The Workforce Commission’s report will address possible fixes for this problem, including a stronger funding base for all types of high-quality early childhood education, better pay for teachers and many ideas about how to grow and strengthen the workforce so that more Nebraska kids get their shot at high-quality education from an early age.
But maybe the most important solution starts with a mind shift. Maybe Nebraskans, all of us, need to see early childhood education and those who provide it as every bit as important as grade school, high school and college.
It is 11 a.m. in Miss Chelsea’s classroom and, on an unseasonably warm November Tuesday, that means it’s time to go outside. The students pull on their boots. They halt for a moment and sit together on the carpet as a 3-year-old sings a heartwarming rendition of “The ABC song,” and the younger kids, led by Chelsea, clap and do hand motions. Then they tromp out to the playground.

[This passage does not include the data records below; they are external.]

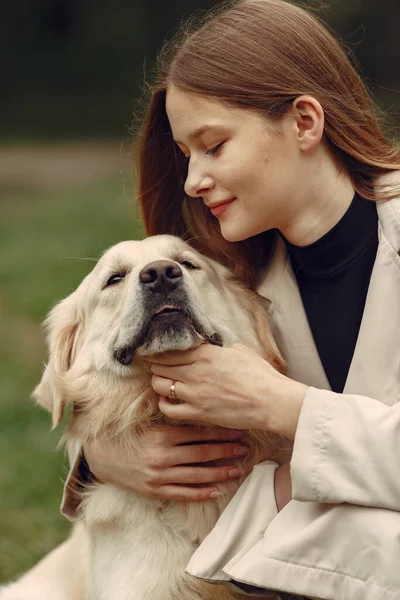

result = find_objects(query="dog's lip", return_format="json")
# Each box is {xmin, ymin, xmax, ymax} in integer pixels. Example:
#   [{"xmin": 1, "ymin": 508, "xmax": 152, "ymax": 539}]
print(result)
[{"xmin": 154, "ymin": 304, "xmax": 183, "ymax": 316}]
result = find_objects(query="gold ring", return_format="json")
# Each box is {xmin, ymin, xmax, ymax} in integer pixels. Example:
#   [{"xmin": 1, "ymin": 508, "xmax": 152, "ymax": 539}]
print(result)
[{"xmin": 168, "ymin": 381, "xmax": 176, "ymax": 402}]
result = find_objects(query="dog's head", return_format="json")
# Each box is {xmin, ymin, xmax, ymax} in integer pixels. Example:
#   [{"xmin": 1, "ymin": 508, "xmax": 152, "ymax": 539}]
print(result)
[{"xmin": 34, "ymin": 235, "xmax": 283, "ymax": 438}]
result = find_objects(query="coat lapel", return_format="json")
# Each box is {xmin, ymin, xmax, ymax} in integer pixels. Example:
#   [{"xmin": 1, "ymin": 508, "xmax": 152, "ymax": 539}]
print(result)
[
  {"xmin": 258, "ymin": 237, "xmax": 331, "ymax": 390},
  {"xmin": 258, "ymin": 190, "xmax": 400, "ymax": 404},
  {"xmin": 344, "ymin": 199, "xmax": 400, "ymax": 404}
]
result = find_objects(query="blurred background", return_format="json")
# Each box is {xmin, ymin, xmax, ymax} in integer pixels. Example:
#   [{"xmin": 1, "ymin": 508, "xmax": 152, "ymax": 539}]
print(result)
[{"xmin": 0, "ymin": 0, "xmax": 400, "ymax": 582}]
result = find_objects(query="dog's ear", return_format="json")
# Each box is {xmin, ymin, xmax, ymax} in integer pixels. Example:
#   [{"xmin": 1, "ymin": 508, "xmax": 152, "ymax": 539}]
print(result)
[{"xmin": 33, "ymin": 292, "xmax": 80, "ymax": 429}]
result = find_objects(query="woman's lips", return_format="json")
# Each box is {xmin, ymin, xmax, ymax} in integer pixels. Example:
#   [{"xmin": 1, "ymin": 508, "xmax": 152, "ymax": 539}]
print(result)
[{"xmin": 210, "ymin": 198, "xmax": 235, "ymax": 217}]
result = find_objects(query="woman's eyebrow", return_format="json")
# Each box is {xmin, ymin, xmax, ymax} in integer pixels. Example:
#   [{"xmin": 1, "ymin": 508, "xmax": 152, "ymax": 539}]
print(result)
[{"xmin": 174, "ymin": 125, "xmax": 216, "ymax": 144}]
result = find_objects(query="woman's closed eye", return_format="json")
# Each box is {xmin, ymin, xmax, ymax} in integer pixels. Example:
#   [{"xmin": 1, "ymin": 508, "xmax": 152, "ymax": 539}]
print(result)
[{"xmin": 206, "ymin": 142, "xmax": 225, "ymax": 155}]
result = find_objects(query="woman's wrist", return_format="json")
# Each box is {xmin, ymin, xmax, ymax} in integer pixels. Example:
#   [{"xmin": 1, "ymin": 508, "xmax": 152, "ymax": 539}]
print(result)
[
  {"xmin": 258, "ymin": 374, "xmax": 308, "ymax": 440},
  {"xmin": 274, "ymin": 461, "xmax": 292, "ymax": 512}
]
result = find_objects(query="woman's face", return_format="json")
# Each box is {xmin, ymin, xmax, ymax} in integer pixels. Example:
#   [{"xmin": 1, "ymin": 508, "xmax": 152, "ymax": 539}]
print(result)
[{"xmin": 166, "ymin": 86, "xmax": 304, "ymax": 241}]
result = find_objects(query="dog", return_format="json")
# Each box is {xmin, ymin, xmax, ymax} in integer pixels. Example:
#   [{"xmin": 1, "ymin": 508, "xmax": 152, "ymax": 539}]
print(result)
[{"xmin": 0, "ymin": 235, "xmax": 290, "ymax": 600}]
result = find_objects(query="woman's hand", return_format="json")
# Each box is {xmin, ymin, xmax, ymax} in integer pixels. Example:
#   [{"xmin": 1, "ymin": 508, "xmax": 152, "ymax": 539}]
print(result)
[
  {"xmin": 150, "ymin": 344, "xmax": 307, "ymax": 439},
  {"xmin": 85, "ymin": 425, "xmax": 247, "ymax": 501}
]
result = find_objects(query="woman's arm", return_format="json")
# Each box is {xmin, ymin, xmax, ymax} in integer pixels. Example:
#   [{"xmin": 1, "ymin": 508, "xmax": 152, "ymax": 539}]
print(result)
[
  {"xmin": 152, "ymin": 345, "xmax": 400, "ymax": 511},
  {"xmin": 61, "ymin": 425, "xmax": 247, "ymax": 520},
  {"xmin": 291, "ymin": 388, "xmax": 400, "ymax": 511}
]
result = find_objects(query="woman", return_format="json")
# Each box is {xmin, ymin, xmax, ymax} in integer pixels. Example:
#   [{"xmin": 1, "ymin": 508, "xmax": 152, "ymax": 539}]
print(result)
[{"xmin": 65, "ymin": 0, "xmax": 400, "ymax": 600}]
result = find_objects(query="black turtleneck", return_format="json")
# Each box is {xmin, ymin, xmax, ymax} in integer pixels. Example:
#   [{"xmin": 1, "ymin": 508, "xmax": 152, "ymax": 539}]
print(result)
[{"xmin": 285, "ymin": 194, "xmax": 378, "ymax": 392}]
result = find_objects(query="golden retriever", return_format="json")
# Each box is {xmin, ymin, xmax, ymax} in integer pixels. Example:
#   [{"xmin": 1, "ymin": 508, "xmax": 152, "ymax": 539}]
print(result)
[{"xmin": 0, "ymin": 235, "xmax": 288, "ymax": 600}]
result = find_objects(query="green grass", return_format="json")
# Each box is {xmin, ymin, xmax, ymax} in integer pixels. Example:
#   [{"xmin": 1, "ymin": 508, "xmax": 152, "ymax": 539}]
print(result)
[{"xmin": 0, "ymin": 171, "xmax": 142, "ymax": 582}]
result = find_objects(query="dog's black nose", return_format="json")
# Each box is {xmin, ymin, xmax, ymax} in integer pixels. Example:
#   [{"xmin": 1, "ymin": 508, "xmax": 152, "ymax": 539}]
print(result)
[{"xmin": 139, "ymin": 260, "xmax": 182, "ymax": 292}]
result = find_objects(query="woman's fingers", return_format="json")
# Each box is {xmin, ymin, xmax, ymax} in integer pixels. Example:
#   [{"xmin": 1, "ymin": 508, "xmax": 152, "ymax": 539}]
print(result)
[
  {"xmin": 153, "ymin": 485, "xmax": 223, "ymax": 502},
  {"xmin": 156, "ymin": 465, "xmax": 244, "ymax": 488},
  {"xmin": 159, "ymin": 425, "xmax": 245, "ymax": 446},
  {"xmin": 169, "ymin": 442, "xmax": 248, "ymax": 465}
]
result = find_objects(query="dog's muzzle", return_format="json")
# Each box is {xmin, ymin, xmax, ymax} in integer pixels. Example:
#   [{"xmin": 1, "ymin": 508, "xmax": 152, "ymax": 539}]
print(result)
[
  {"xmin": 114, "ymin": 260, "xmax": 222, "ymax": 366},
  {"xmin": 139, "ymin": 260, "xmax": 183, "ymax": 294}
]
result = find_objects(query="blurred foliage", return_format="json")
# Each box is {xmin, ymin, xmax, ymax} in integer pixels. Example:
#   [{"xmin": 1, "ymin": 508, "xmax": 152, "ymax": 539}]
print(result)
[
  {"xmin": 0, "ymin": 0, "xmax": 400, "ymax": 137},
  {"xmin": 0, "ymin": 168, "xmax": 142, "ymax": 583}
]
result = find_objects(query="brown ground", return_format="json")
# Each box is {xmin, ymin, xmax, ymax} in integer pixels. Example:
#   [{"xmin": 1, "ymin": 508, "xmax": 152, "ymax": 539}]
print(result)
[{"xmin": 0, "ymin": 141, "xmax": 132, "ymax": 188}]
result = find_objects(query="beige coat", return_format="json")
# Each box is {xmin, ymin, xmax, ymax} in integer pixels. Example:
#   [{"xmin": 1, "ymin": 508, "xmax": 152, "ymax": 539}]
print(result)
[{"xmin": 187, "ymin": 184, "xmax": 400, "ymax": 600}]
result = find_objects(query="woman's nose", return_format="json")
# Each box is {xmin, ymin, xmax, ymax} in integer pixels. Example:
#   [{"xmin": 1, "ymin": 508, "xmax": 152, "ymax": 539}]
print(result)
[{"xmin": 184, "ymin": 162, "xmax": 214, "ymax": 198}]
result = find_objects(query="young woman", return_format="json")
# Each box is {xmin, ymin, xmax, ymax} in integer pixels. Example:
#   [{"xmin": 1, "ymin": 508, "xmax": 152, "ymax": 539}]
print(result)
[{"xmin": 65, "ymin": 0, "xmax": 400, "ymax": 600}]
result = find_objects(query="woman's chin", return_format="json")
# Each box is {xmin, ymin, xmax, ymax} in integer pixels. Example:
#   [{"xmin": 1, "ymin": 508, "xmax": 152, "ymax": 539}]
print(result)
[{"xmin": 220, "ymin": 221, "xmax": 260, "ymax": 242}]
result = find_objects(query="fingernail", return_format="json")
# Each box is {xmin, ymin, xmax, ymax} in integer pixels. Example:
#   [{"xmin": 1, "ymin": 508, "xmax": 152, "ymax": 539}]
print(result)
[
  {"xmin": 233, "ymin": 446, "xmax": 249, "ymax": 456},
  {"xmin": 229, "ymin": 467, "xmax": 242, "ymax": 477},
  {"xmin": 229, "ymin": 429, "xmax": 244, "ymax": 440},
  {"xmin": 210, "ymin": 490, "xmax": 224, "ymax": 498}
]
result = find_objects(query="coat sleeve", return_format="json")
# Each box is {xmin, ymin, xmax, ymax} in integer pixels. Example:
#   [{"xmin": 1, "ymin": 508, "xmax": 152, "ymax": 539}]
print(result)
[{"xmin": 291, "ymin": 387, "xmax": 400, "ymax": 511}]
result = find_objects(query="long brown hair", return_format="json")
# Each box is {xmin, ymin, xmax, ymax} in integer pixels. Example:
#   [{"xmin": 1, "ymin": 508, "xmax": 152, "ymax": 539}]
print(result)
[{"xmin": 137, "ymin": 0, "xmax": 400, "ymax": 287}]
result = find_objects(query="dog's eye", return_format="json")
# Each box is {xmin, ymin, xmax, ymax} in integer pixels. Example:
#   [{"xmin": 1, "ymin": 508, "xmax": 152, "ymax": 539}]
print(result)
[
  {"xmin": 105, "ymin": 273, "xmax": 125, "ymax": 287},
  {"xmin": 179, "ymin": 259, "xmax": 200, "ymax": 269}
]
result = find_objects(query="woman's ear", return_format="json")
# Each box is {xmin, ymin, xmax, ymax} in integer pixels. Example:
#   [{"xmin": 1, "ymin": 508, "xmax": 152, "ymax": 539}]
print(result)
[
  {"xmin": 33, "ymin": 292, "xmax": 80, "ymax": 429},
  {"xmin": 291, "ymin": 95, "xmax": 325, "ymax": 152}
]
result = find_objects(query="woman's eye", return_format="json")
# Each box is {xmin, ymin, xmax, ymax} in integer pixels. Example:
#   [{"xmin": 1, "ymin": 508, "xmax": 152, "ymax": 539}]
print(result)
[
  {"xmin": 180, "ymin": 259, "xmax": 200, "ymax": 269},
  {"xmin": 206, "ymin": 142, "xmax": 225, "ymax": 154},
  {"xmin": 105, "ymin": 273, "xmax": 125, "ymax": 287}
]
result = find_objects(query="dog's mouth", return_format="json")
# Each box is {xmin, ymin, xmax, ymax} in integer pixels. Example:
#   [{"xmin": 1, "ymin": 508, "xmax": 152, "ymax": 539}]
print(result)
[
  {"xmin": 114, "ymin": 304, "xmax": 223, "ymax": 366},
  {"xmin": 152, "ymin": 304, "xmax": 183, "ymax": 319}
]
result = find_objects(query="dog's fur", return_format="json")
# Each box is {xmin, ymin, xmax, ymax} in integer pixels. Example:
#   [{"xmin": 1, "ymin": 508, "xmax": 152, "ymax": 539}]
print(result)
[{"xmin": 0, "ymin": 236, "xmax": 289, "ymax": 600}]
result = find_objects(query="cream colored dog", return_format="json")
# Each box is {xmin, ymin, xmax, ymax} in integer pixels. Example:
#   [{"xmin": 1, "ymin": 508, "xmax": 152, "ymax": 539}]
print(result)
[{"xmin": 0, "ymin": 236, "xmax": 287, "ymax": 600}]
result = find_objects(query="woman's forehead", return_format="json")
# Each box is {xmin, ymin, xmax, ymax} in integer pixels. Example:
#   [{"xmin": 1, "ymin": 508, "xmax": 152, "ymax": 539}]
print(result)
[{"xmin": 166, "ymin": 86, "xmax": 244, "ymax": 142}]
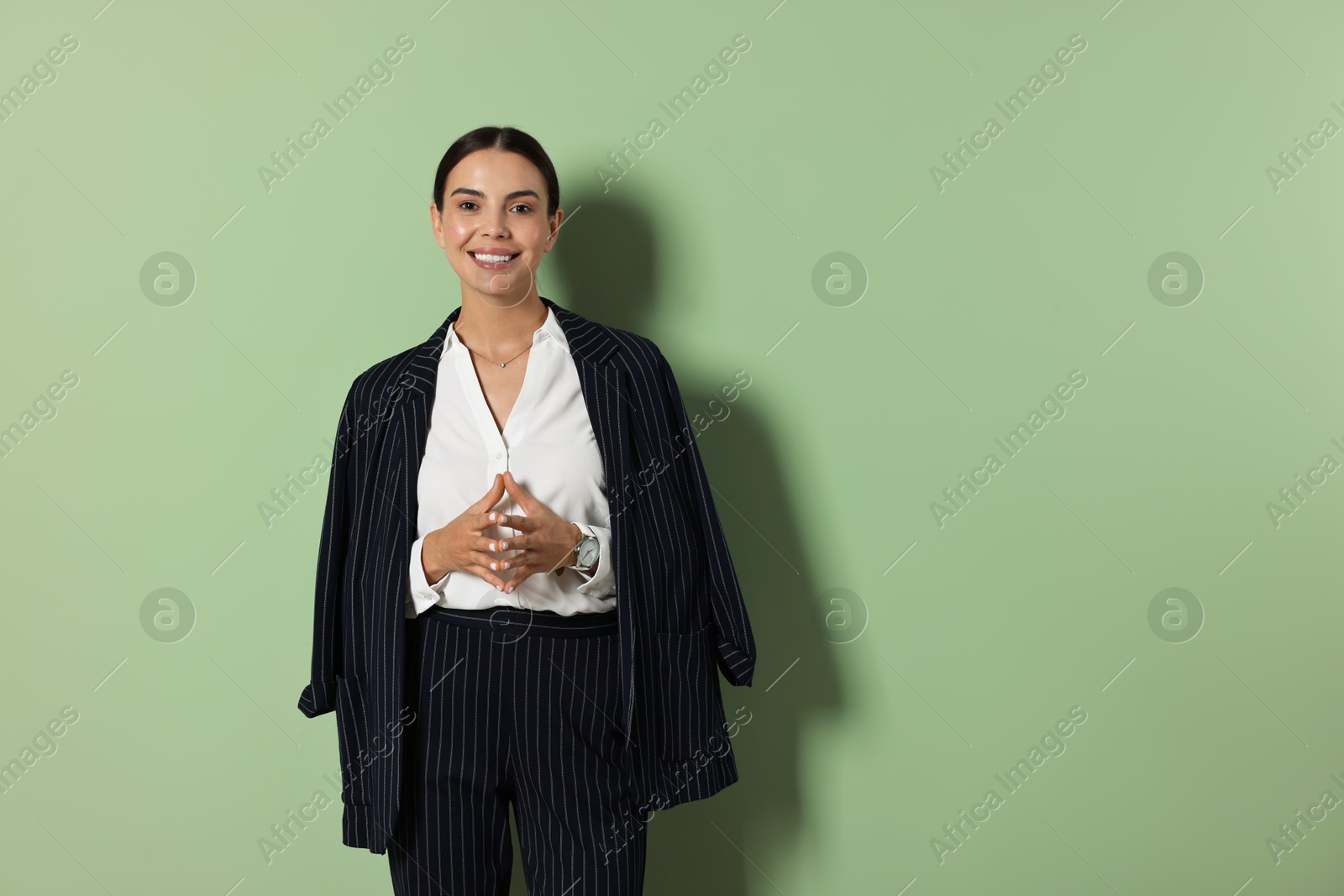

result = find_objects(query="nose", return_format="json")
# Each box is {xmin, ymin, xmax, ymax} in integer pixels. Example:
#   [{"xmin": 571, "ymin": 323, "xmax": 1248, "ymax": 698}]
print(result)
[{"xmin": 481, "ymin": 210, "xmax": 508, "ymax": 237}]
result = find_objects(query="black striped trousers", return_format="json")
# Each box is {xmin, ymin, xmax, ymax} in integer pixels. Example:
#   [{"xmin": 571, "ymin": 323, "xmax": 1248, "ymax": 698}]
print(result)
[{"xmin": 387, "ymin": 605, "xmax": 647, "ymax": 896}]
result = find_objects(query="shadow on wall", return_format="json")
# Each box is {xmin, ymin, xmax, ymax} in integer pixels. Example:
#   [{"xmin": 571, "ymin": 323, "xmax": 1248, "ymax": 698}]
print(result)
[{"xmin": 512, "ymin": 193, "xmax": 842, "ymax": 896}]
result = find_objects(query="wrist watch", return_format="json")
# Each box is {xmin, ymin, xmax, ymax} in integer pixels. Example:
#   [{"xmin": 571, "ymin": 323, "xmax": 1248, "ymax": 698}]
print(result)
[{"xmin": 570, "ymin": 522, "xmax": 598, "ymax": 569}]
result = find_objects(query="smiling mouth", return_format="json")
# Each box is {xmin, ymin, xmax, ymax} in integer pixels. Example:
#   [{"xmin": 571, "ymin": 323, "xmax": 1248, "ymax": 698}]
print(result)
[{"xmin": 466, "ymin": 251, "xmax": 522, "ymax": 265}]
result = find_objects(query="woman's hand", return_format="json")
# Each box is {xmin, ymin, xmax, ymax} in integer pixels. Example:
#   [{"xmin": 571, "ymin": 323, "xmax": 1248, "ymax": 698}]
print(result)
[
  {"xmin": 486, "ymin": 470, "xmax": 583, "ymax": 594},
  {"xmin": 421, "ymin": 473, "xmax": 513, "ymax": 589}
]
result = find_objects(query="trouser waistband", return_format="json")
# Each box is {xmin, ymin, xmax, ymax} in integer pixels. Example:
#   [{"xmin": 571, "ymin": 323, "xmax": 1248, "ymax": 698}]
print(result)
[{"xmin": 421, "ymin": 605, "xmax": 620, "ymax": 638}]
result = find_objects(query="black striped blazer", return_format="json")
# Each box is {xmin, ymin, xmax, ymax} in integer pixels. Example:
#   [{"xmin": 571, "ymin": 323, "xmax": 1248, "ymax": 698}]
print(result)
[{"xmin": 298, "ymin": 297, "xmax": 755, "ymax": 853}]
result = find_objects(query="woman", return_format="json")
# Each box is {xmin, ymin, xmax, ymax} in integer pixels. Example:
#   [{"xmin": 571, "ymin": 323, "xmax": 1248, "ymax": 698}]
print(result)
[{"xmin": 300, "ymin": 128, "xmax": 755, "ymax": 896}]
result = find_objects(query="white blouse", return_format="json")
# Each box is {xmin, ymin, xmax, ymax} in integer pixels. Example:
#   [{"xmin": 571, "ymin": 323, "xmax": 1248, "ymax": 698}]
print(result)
[{"xmin": 406, "ymin": 307, "xmax": 616, "ymax": 619}]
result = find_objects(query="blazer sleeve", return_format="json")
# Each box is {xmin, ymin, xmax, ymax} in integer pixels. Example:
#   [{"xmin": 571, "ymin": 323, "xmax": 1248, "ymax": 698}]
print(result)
[
  {"xmin": 298, "ymin": 385, "xmax": 354, "ymax": 719},
  {"xmin": 659, "ymin": 352, "xmax": 755, "ymax": 686}
]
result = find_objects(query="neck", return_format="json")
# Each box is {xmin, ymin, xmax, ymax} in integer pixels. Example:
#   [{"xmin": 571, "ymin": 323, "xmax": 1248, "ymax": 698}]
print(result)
[{"xmin": 453, "ymin": 289, "xmax": 549, "ymax": 358}]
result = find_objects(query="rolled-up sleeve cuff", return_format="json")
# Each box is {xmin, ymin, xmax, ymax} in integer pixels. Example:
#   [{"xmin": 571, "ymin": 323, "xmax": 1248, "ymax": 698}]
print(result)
[
  {"xmin": 406, "ymin": 536, "xmax": 453, "ymax": 619},
  {"xmin": 298, "ymin": 679, "xmax": 336, "ymax": 719},
  {"xmin": 574, "ymin": 522, "xmax": 616, "ymax": 598}
]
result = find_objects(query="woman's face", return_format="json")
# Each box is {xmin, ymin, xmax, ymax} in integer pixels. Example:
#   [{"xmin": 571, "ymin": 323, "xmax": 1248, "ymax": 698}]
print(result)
[{"xmin": 430, "ymin": 149, "xmax": 564, "ymax": 307}]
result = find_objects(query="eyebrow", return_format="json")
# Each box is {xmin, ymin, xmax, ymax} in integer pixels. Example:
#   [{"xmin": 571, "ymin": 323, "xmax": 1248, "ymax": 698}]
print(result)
[{"xmin": 449, "ymin": 186, "xmax": 542, "ymax": 202}]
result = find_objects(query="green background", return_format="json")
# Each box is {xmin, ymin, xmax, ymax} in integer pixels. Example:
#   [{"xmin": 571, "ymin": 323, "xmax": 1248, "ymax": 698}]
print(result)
[{"xmin": 0, "ymin": 0, "xmax": 1344, "ymax": 896}]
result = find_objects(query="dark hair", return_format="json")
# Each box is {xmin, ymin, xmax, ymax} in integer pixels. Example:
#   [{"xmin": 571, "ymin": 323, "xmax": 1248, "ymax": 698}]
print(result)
[{"xmin": 434, "ymin": 126, "xmax": 560, "ymax": 217}]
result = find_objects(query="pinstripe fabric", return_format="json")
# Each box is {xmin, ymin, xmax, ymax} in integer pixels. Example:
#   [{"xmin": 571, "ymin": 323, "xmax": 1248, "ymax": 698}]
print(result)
[
  {"xmin": 298, "ymin": 297, "xmax": 755, "ymax": 853},
  {"xmin": 388, "ymin": 607, "xmax": 647, "ymax": 896}
]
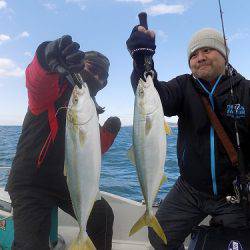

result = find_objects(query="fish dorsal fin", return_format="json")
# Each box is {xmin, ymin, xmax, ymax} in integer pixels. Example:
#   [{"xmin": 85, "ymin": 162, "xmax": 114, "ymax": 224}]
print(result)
[
  {"xmin": 63, "ymin": 164, "xmax": 67, "ymax": 176},
  {"xmin": 159, "ymin": 174, "xmax": 167, "ymax": 189},
  {"xmin": 164, "ymin": 121, "xmax": 172, "ymax": 135},
  {"xmin": 128, "ymin": 145, "xmax": 136, "ymax": 166}
]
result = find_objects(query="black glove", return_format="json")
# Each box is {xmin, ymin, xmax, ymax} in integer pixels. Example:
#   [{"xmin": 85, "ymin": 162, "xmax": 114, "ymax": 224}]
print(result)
[
  {"xmin": 44, "ymin": 35, "xmax": 84, "ymax": 84},
  {"xmin": 126, "ymin": 25, "xmax": 156, "ymax": 60},
  {"xmin": 103, "ymin": 116, "xmax": 121, "ymax": 134}
]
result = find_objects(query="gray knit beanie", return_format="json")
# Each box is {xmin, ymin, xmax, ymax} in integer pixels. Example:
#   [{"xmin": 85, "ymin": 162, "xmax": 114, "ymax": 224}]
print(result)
[{"xmin": 187, "ymin": 28, "xmax": 229, "ymax": 62}]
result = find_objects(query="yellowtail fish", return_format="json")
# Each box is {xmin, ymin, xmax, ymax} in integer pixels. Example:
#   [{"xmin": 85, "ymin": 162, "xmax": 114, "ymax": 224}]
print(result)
[
  {"xmin": 128, "ymin": 76, "xmax": 170, "ymax": 243},
  {"xmin": 65, "ymin": 83, "xmax": 101, "ymax": 250}
]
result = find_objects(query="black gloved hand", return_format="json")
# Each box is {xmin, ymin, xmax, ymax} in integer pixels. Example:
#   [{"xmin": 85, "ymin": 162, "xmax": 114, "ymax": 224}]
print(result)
[
  {"xmin": 126, "ymin": 25, "xmax": 156, "ymax": 60},
  {"xmin": 45, "ymin": 35, "xmax": 84, "ymax": 77},
  {"xmin": 103, "ymin": 116, "xmax": 121, "ymax": 134}
]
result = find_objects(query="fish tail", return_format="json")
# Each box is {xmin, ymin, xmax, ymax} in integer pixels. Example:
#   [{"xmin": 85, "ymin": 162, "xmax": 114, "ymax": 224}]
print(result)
[
  {"xmin": 129, "ymin": 212, "xmax": 167, "ymax": 244},
  {"xmin": 69, "ymin": 231, "xmax": 96, "ymax": 250}
]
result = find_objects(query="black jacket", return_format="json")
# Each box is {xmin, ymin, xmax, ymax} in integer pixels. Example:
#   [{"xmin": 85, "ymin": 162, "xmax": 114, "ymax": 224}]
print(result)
[{"xmin": 131, "ymin": 70, "xmax": 250, "ymax": 197}]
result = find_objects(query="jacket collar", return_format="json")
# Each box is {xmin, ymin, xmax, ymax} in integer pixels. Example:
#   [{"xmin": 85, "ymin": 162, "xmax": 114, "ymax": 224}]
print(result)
[{"xmin": 191, "ymin": 69, "xmax": 245, "ymax": 96}]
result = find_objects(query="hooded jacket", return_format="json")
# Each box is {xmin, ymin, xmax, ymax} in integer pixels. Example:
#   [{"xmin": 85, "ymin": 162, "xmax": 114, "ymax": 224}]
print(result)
[
  {"xmin": 131, "ymin": 69, "xmax": 250, "ymax": 198},
  {"xmin": 6, "ymin": 43, "xmax": 116, "ymax": 195}
]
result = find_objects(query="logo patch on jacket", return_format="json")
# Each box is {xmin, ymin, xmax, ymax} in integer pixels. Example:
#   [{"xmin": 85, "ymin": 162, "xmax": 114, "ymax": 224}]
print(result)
[
  {"xmin": 228, "ymin": 240, "xmax": 243, "ymax": 250},
  {"xmin": 226, "ymin": 104, "xmax": 246, "ymax": 119}
]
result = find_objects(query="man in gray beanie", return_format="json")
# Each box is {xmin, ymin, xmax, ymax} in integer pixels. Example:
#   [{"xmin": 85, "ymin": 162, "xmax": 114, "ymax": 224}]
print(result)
[
  {"xmin": 6, "ymin": 35, "xmax": 121, "ymax": 250},
  {"xmin": 127, "ymin": 25, "xmax": 250, "ymax": 250}
]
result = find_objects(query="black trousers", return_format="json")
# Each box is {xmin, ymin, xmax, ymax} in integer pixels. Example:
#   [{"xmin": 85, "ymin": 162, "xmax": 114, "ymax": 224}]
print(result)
[
  {"xmin": 149, "ymin": 177, "xmax": 247, "ymax": 250},
  {"xmin": 9, "ymin": 188, "xmax": 114, "ymax": 250}
]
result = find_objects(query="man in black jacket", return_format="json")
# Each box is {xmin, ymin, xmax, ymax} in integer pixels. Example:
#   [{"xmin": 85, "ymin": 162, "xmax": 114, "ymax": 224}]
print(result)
[
  {"xmin": 127, "ymin": 26, "xmax": 250, "ymax": 250},
  {"xmin": 7, "ymin": 35, "xmax": 121, "ymax": 250}
]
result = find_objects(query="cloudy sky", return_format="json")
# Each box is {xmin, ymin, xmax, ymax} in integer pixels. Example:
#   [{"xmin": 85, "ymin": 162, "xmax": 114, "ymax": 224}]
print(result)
[{"xmin": 0, "ymin": 0, "xmax": 250, "ymax": 125}]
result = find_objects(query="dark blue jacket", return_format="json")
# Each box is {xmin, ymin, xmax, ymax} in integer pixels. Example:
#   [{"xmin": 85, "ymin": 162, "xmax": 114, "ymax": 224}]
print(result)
[{"xmin": 131, "ymin": 69, "xmax": 250, "ymax": 197}]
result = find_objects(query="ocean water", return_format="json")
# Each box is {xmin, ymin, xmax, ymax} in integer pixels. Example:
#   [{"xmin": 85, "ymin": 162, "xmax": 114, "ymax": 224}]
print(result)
[{"xmin": 0, "ymin": 126, "xmax": 179, "ymax": 201}]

Except it isn’t a playground. It’s an outdoor classroom. There is a garden where the kids grow vegetables for lunch and plant flowers that attract butterflies. There’s a fountain where the kids learn about water. There is a stage for performances and safe, wooden “treehouses” meant for exploring. There are spots for digging and a paved track where the 2- and-3-year-olds ride tricycles.
A few times a year, Miss Chelsea’s class douses the small hill in the center of the outdoor space with water. The kids turn it into muck, and then they celebrate “Mud Day” with mud slides and mud pies.
“They are always asking, “Is it Mud Day yet?’” Chelsea Perry says while standing at the center of a swirl of outdoor activity. Two kids are digging together in a sand box. Another is throwing leaves into the air. Another is hula hooping. Their teacher smiles. “‘Not yet,’ I tell ‘em. Soon.”
You only need stand with Chelsea Perry near Mud Hill for a few moments and watch her with her students to understand something simple. To recognize something profound.
Every Nebraska kid deserves a Miss Chelsea.